Differences between Encoding, Encryption & Hashing

Differences between Encoding, Encryption & Hashing

Scott To

Encoding, encryption and hashing, these terms, we may see them usually in our every daily working day. But there are still misunderstandings, they are commonly interchanged and used incorrectly. Knowing the differences, when and why to use each is important, in this post I will clarify each of concepts. It may be useful for who still having ambiguous understanding about them.

1.Encoding

Encoding data is process of transforming the data from one format to another format to be able to use in various systems. If the format of data in first system needs to be transferred to second system but the second system can't consume that format, the data need to be encoded (to consumable format for second system).

Encoding is reversible process, which means we can decode the encoded data to get the original value if we know which algorithm is used for encoding, thus it is not for security purpose and there is no "key" needed for encoding process.

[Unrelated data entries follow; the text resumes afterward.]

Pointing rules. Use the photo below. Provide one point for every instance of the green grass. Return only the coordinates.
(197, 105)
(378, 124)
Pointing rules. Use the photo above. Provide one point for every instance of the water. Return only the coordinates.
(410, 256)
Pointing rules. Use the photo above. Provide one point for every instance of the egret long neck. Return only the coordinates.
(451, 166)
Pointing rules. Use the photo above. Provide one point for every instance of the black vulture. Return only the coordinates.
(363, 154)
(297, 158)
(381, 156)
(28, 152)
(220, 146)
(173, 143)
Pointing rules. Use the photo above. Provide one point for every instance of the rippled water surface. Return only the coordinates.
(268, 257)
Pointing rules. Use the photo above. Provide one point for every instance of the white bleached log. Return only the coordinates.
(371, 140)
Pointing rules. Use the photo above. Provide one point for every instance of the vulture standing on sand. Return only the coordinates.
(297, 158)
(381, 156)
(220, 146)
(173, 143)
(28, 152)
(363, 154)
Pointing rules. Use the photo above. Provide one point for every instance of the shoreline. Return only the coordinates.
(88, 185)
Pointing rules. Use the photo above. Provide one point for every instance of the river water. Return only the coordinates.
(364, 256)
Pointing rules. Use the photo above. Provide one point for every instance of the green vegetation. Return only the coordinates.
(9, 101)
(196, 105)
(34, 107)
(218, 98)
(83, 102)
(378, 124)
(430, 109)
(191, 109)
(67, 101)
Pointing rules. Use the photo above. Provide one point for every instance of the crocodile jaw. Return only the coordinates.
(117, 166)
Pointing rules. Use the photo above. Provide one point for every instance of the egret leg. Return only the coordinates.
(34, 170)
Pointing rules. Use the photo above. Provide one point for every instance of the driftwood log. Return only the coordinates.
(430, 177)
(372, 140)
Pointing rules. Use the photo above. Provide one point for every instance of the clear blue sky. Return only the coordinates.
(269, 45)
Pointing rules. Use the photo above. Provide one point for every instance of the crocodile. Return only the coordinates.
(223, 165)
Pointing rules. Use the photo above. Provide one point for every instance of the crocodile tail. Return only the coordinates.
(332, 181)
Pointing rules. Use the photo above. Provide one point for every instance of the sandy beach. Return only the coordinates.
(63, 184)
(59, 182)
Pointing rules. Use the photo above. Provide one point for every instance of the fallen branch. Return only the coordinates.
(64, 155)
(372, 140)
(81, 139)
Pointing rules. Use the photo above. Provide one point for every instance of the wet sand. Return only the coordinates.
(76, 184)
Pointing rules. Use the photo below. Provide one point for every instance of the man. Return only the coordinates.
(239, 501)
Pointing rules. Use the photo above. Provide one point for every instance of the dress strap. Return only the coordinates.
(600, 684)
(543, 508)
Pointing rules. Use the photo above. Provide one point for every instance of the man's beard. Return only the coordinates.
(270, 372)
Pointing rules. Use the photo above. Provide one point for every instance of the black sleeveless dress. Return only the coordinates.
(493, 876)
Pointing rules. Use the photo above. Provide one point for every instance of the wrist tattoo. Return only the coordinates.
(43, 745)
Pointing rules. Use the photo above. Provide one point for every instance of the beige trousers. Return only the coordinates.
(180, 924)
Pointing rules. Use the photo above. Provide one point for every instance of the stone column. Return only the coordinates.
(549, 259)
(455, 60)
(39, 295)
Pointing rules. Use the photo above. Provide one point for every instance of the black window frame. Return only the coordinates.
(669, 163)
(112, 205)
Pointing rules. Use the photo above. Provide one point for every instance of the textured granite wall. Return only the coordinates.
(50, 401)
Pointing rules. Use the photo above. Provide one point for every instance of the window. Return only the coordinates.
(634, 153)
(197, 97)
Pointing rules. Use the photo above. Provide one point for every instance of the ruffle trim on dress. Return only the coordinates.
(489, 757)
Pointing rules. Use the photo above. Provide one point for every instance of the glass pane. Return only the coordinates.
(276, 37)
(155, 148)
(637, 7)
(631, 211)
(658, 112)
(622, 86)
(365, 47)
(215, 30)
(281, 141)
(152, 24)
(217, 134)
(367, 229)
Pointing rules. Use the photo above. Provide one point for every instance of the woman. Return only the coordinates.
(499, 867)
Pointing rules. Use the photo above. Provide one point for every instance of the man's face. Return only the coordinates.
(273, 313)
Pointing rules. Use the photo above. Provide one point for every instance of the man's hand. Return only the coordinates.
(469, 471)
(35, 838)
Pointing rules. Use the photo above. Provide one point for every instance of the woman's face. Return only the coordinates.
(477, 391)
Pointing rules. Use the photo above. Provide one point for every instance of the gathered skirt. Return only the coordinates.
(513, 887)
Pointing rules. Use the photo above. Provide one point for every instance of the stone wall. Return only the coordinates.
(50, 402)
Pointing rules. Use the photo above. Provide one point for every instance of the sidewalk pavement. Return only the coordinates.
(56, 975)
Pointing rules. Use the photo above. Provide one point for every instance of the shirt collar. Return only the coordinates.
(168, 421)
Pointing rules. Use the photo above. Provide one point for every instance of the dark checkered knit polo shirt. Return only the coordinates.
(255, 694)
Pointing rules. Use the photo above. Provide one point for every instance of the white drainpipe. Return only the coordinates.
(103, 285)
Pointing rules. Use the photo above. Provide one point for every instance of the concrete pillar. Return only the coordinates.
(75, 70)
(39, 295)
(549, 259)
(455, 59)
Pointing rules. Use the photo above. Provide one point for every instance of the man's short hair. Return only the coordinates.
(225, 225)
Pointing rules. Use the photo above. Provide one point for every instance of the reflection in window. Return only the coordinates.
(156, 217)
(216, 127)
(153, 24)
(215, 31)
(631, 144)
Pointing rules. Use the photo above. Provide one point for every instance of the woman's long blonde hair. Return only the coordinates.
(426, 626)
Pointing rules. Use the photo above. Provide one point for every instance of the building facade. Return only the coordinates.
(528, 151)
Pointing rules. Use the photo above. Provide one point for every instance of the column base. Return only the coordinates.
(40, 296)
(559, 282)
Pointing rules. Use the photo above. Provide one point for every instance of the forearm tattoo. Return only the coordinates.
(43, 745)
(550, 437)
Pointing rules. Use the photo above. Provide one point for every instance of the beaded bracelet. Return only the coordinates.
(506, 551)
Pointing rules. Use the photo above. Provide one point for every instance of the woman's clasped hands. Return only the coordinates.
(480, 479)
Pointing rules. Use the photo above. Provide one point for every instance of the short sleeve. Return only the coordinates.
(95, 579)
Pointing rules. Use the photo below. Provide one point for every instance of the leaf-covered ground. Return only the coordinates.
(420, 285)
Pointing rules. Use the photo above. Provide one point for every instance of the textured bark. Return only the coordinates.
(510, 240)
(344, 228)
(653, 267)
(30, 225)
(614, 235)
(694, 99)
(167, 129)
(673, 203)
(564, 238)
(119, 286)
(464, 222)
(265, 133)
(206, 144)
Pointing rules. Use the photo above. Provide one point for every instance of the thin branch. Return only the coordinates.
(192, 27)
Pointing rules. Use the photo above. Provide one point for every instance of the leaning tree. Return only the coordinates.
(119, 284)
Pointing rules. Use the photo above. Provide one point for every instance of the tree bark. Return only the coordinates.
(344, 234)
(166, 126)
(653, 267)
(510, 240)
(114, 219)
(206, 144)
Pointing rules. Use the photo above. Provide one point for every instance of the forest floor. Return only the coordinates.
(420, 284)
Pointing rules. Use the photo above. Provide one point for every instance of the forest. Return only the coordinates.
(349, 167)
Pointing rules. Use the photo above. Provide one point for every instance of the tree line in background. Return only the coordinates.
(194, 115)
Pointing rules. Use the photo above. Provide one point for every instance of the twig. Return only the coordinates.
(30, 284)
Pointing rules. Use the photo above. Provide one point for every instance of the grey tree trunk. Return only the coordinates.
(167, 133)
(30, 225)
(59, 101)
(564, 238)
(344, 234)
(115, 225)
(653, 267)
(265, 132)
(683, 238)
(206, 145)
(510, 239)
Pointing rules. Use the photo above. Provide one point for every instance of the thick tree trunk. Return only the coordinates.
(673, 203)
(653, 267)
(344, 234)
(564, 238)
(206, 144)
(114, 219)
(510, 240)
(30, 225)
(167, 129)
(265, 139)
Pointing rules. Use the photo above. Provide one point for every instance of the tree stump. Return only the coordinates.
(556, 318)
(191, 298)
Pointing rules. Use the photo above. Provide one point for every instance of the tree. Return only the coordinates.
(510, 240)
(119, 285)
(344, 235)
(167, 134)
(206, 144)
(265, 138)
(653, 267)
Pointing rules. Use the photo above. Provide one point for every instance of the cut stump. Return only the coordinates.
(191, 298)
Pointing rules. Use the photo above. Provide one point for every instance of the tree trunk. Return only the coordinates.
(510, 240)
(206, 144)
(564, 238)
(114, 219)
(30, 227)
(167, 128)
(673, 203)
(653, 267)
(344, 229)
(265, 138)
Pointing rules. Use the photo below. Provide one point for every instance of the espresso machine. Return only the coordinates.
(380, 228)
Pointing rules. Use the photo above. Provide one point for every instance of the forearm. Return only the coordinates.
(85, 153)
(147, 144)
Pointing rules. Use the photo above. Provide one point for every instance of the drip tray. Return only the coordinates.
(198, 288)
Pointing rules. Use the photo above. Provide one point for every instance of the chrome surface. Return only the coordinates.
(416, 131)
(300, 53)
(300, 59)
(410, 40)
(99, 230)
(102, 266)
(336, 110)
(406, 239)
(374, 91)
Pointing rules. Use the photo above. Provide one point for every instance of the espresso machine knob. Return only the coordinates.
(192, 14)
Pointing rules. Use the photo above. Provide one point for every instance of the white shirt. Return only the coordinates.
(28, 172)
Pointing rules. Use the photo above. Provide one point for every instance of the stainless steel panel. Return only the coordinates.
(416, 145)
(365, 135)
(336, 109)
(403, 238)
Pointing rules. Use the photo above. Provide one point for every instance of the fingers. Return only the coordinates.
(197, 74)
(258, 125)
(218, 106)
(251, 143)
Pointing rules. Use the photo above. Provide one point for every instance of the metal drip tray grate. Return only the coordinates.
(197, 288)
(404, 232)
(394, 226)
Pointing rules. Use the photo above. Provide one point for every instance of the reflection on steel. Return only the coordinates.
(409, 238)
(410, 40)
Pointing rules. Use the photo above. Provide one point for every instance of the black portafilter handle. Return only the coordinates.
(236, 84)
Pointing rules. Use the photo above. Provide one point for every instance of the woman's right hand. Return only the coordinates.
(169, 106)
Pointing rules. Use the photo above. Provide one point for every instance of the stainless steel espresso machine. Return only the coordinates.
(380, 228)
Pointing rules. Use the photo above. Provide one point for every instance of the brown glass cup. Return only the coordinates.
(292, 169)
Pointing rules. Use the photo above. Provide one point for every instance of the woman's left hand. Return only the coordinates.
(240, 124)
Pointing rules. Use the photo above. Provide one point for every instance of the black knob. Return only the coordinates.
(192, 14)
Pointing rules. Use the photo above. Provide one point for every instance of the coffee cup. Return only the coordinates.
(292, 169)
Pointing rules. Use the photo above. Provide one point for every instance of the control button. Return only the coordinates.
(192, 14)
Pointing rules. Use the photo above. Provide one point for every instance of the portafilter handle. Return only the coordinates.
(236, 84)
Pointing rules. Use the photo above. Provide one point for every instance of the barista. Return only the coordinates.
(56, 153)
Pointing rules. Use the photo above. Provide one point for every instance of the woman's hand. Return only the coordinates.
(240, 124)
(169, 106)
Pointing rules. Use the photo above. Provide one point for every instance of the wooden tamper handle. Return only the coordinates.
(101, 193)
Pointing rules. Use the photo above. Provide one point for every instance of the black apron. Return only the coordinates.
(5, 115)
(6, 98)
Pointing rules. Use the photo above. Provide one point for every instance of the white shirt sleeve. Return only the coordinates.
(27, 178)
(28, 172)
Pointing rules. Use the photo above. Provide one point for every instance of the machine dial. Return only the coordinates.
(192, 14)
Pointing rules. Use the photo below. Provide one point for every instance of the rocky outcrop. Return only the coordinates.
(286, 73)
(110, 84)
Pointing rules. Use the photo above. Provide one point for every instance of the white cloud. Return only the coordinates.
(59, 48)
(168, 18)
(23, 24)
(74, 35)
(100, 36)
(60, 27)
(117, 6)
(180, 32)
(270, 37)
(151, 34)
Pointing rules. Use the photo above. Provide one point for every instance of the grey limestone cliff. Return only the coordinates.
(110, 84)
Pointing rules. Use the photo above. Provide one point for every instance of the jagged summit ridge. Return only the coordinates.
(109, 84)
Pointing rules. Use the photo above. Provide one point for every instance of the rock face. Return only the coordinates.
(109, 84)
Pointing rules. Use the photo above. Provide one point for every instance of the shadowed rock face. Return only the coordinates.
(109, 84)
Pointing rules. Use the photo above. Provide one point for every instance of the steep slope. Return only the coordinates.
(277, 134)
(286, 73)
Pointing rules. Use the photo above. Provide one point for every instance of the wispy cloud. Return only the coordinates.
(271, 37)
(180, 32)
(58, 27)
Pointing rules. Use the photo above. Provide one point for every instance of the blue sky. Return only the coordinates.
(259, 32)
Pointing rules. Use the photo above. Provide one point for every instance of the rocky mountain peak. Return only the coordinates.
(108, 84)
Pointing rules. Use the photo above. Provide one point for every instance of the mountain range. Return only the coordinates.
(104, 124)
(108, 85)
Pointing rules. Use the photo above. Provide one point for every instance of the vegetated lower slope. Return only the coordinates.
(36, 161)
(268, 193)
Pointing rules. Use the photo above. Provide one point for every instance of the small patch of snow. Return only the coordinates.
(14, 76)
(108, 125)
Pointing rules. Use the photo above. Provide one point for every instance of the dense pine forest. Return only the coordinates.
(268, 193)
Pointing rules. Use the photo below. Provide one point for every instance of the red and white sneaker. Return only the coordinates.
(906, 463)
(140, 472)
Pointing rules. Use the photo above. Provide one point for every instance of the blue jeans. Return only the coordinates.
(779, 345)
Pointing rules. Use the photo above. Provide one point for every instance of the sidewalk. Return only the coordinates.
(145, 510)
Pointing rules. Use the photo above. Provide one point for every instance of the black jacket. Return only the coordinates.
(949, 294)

Some popular encoding methods are: Base64 encode, Url encode, ASCII,...

2.Hashing

Hashing is process of converting input data of various size into a fixed-length output using a hash function. In contrast to encoding, hashing is un-reversible. That means we can't guess the input of a hashing if we know the hashed output and even know the hash function.

The most important of a hash function is uniqueness. There cannot be the same hash value for different text. If two hashes calculate for two different inputs give the same output, it's call hash collision and this hash function is useless.

How hash function works

The input message of a hash is divided into multiple blocks, and the message is processed one block at a time. The first block is picked first to the hash function, then output of the first block is combined with second block to become the input for second hash. These steps occur similarly and consecutively until the end of message. The final output is the combined value of all the blocks. By this way, if just a single bit is changed in message, the entire hash value will change. This process is called the Avalanche Effect.

Uses of hashing

  • Hashing ensures the integrity of the information being sent over the network. By comparing the hash value of received data and the original hash value, we can detect any change in data.
  • Hashing can also be used to verify user's password.

Some popular hash functions are:

  • Message Digest (MD5): too old and weak
  • Secure Hashing Algorithm (SHA): including SHA-1, SHA-256, SHA-512,...

Password hashing

Every system should not store user's password in plain text. In stead, the password should be transformed and stored as un-guessable string. Hashing can deal with it.

But hashing plain text password is not enough for a high secure system. Imagine a hacker have access to our database, he can use dictionary attack, get each possible password and its hash value in his dictionary and use brute force method to scan the whole user table to find every user has the same password. With the help of modern hardware/CPU this process will not take too long.

Using a salt value along with each password can mitigate the attack. Salt is a randomly generated value. Now the hash password is the result of the hash function which the input is combination of the salt and the plain text password. This creates a big bottleneck for the attacker. Now, to run brute force scan for each password in his dictionary, he needs to loop the full table scan for each of the salt in database which will take much longer time.

Hashes, when used for security, need to be slow. A hash function used for password hashing needs to be slow to compute because a rapidly computed algorithm could make brute-force attacks more feasible, especially with the rapidly evolving power of modern hardware. Slow to hash means slow to crack. And some famous algorithms for password hashing which is slow and safe enough are: BCrypt, PBKDF2, and SCrypt

3. Encryption

Encryption is the process of securely transforming data in such a way that only authenticated user with a key can decrypt to get the original data. Encryption is a reversible process, which means if we have the decrypt key, we can read the encrypted data. Encryption is used for security purpose to protect data from man-in-the-middle.

There are two kinds of encryption algorithms:

  • Symmetric encryption: using only one shared-key called public key for both encrypting phase and decrypting phase. Some popular algorithms are: AES (Advanced Encryption Standard), DES (Data Encryption Standard), IDEA (International Data Encryption Algorithm), Blowfish,...
  • Asymmetric encryption: use 2 keys, one public key to encrypt data, one private key to decrypt data. Some popular algorithms are: RSA (Rivest Shamir Adleman), DSS (Digital Signature Standard),...

Asymmetric encryption/decryption is slower than symmetric one, but more secure, because the private key is not shared publicly. Asymmetric encryption uses longer keys than symmetric encryption in order to provide better security than symmetric key encryption, so it contributes to slower encryption speed. Beside of that, complexity of the encryption algorithms is also a factor of slow process.

Depending on the purpose, we should choose the suitable encryption. If we are focusing more on the security, asymmetric comes first. If we care about encryption performance, we use symmetric.

In many cases, we can use the combination of both symmetric & asymmetric algorithm. One big example is SSL/TLS connection. The TLS connection use asymmetric encryption in the handshake step to exchange a session key between client and server. Then the session key (public key) is used by symmetric encryption in further communications to exchange real data.